Si può tornare all’allattamento al seno esclusivo?
L’allattamento misto potrebbe essere solo una fase passeggera della vita di un bambino, funzionale per supportare la sua crescita, quando magari il fabbisogno di latte è maggiore di altri periodi. Tornare al seno dopo l’allattamento misto non è impensabile. Certo, può non essere semplice (anche perché i neonati si abituano al biberon piuttosto velocemente), ma vale la pena di tentare: l’istinto di suzione è sempre molto forte.
Prima di interrompere l’allattamento misto è corretto confrontarsi con il proprio pediatra per verificare che le condizioni che hanno portato a questa decisione non esistano più. Il bimbo ha ricominciato a prendere peso? Bagna un numero sufficiente di pannolini al giorno? La produzione di latte è bella abbondante?

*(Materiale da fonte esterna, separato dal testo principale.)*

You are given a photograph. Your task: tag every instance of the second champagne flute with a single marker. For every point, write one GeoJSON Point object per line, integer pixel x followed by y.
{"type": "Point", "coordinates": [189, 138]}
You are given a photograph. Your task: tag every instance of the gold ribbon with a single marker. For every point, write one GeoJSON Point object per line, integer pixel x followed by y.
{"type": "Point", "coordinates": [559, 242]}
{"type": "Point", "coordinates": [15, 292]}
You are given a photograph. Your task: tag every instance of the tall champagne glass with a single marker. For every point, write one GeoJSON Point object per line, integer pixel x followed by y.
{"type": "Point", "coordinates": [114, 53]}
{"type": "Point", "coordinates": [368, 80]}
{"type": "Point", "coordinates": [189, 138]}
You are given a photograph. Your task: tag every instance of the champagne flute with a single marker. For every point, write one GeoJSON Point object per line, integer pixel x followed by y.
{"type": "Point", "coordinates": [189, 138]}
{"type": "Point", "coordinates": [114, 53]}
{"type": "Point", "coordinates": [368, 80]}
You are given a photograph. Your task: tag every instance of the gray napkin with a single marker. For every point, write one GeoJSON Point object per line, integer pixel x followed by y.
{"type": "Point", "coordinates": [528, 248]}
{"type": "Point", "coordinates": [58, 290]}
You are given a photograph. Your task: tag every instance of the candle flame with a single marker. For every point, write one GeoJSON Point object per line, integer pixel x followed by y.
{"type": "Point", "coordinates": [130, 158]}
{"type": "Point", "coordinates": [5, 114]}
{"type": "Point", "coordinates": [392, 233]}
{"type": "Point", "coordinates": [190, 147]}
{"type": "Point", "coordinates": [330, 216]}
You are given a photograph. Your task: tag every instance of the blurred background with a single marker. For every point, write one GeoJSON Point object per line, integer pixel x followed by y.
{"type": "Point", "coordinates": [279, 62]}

Una buona regola per cominciare è quella di non avere fretta e di darsi tempo. Potrebbero servire vari tentativi, prima di riuscire ad abbandonare il biberon. Non bisogna mai forzare il piccolo, ma assecondarlo, con pazienza e provando a cambiare posizioni per allattare. Un altro escamotage potrebbe essere quello di utilizzare i paracapezzoli in silicone, che hanno lo stesso sapore della tettarella.
Come levare l’aggiunta? Se il bambino prende una quantità scarsa di latte col biberon, si può smettere anche di colpo. Ovviamente la richiesta del seno sarà molto insistente per qualche giorno, ma poi si normalizzerà. Viceversa, si deve procedere a piccoli passi, diminuendo un po’ per volta la dose di latte da integrare fino a toglierlo definitivamente.
Le informazioni pubblicate in questo articolo non si sostituiscono al parere del medico. Ti invitiamo a consultarlo in caso di dubbi o necessità.